– Ах, ты ж, дрянь революционная! – глава охранного отделения с хрустом выдернул шнур. Более пяти минут мы провели в тяжелом молчании. Кем был этот человек из радио? Почему его голос звучал так властно и, боже мой, правильно? Почему здесь? Почему сейчас? Почему у нас? Господин Сильвин с удовлетворением разглядывал мои дрожащие руки. – Так о чем мы с вами беседовали, Килвин?
– О беспорядках, господин.
– Да-да. И вот тому прямое доказательство. Полюбуйтесь! – он треснул приёмник и тот зазвенел. – Западная зараза добралась и до нас. Чёртов князь, – устало выругался господин Лесной. Незнакомое слово тяжелым камнем застыло в гортани. Я знал, что на зиму планируется нечто ужасное, и знал, что причиной тому стала какая-то невообразимо далёкая западная смута, но ни о каком Чёрном, или как его там величают, князе я в жизни не слышал, а в политической географии я был очень даже силён. – Они и впрямь собрались идти на Брумвальд! Ну не смешно ли?
– Смешно, – я согласился.
– А что ж вы тогда не смеётесь? Полно, Килвин, вы ж слепы, как крот, – он усмехнулся. Я действительно ни черта не знал, но только потому, что… потому, что мне не положено, – как ваша подружка Веда, – продолжал ехидничать господин Лесной. Может и славно, что меня не взяли в это отделение? – Ну, ничего, ничего. Звёзд много, на всех хватит, – так говорили в приютах, так утешали калек и придурков. Господин Сильвин Лесной счастливо улыбнулся, и тотчас сделался похож на усатого борова.

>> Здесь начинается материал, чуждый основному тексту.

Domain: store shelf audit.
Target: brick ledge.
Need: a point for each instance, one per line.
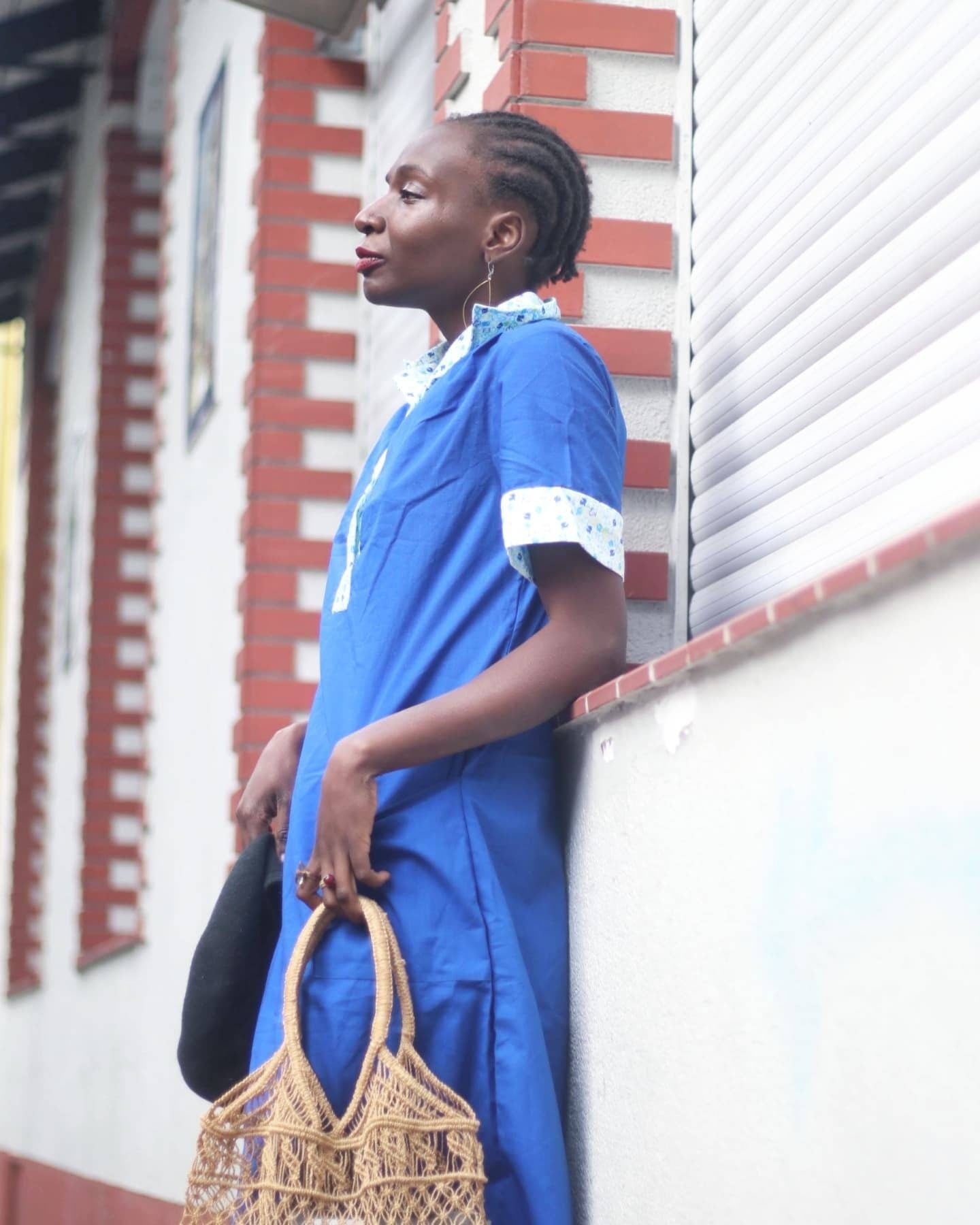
(897, 554)
(107, 949)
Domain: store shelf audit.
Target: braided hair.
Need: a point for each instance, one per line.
(531, 162)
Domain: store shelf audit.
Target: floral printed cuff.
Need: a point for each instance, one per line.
(548, 514)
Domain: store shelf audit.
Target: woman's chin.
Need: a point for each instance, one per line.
(376, 293)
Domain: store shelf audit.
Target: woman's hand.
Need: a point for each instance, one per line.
(348, 802)
(265, 802)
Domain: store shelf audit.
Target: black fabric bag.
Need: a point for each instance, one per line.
(228, 973)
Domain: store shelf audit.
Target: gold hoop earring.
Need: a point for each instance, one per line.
(489, 283)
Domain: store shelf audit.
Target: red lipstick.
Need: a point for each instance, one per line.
(368, 260)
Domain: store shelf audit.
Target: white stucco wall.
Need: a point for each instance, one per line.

– И Галвину? – ляпнул я, не подумав.
– И Галвину, – он одобрительно кивнул. – Ваш брат не такой уж плохой человек, коим все мы, – о, как он выделил это «мы»! Пару раз кулаком по зубам за такое проехать. – его считаем.
– Да что вы?
– Да-да. Вы, верно, редко видитесь с братом, я прав? Раза два в месяц, реже? Чаще? А сколько? а когда?
– Моё дело, – повышение мне сегодня явно не светит.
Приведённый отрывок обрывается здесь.